Come to think of it, why does he even need them, when he has himself?
It should be a serious crime to shoot, say, a bald eagle. It should be a routine chore to kill a rat. Killing a dolphin is different from shooting a deer. Whether or not science will "allow" us to draw these distinctions is largely irrelevant because we will rightly draw them anyway and, besides, science has little to tell us about such things.
Stupid science! It's always telling Goldberg things that aren't true, like that his love of his wife is nothing more than "mere electrochemical signals." So why should he let neuroscientists tell him anything when he can just dish out some morality? But then Goldberg experiences another spasm of generosity, and concedes a little somethin-somethin to the whitecoats:
But, again, it's worth pointing out that "science" records all sorts of important differences between dolphins and deer, eagles and rats. Dolphins live in the ocean, deer don't. That's an absolute difference, I think.

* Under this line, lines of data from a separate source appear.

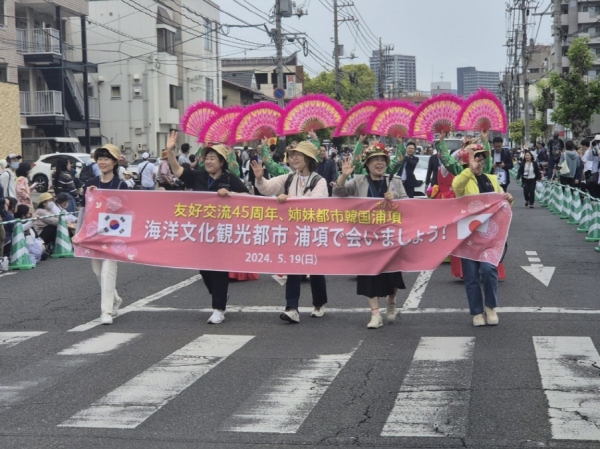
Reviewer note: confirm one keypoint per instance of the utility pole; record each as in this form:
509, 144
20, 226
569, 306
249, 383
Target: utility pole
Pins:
279, 45
336, 44
525, 60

I could go on, but life is short. Those who wish to examine the rest of Goldberg's thicket of unsupported assertions ("This is scientifically true, morally true, aesthetically true and politically true"), appeals to emotion ("reduce the relative worth of a staggeringly beautiful creature like a tiger by saying it's just as 'valuable' as a snail darter*"), and, of course, sudden reversals ("*Obviously, some ugly, brainless, species are valuable because of their role in the ecosystem") and the rhetorical schtick Goldberg pioneered, "central to my point" ("But this is just another example of how some species are more important than others"), go with God. Some of us come back from such journeys half-mad.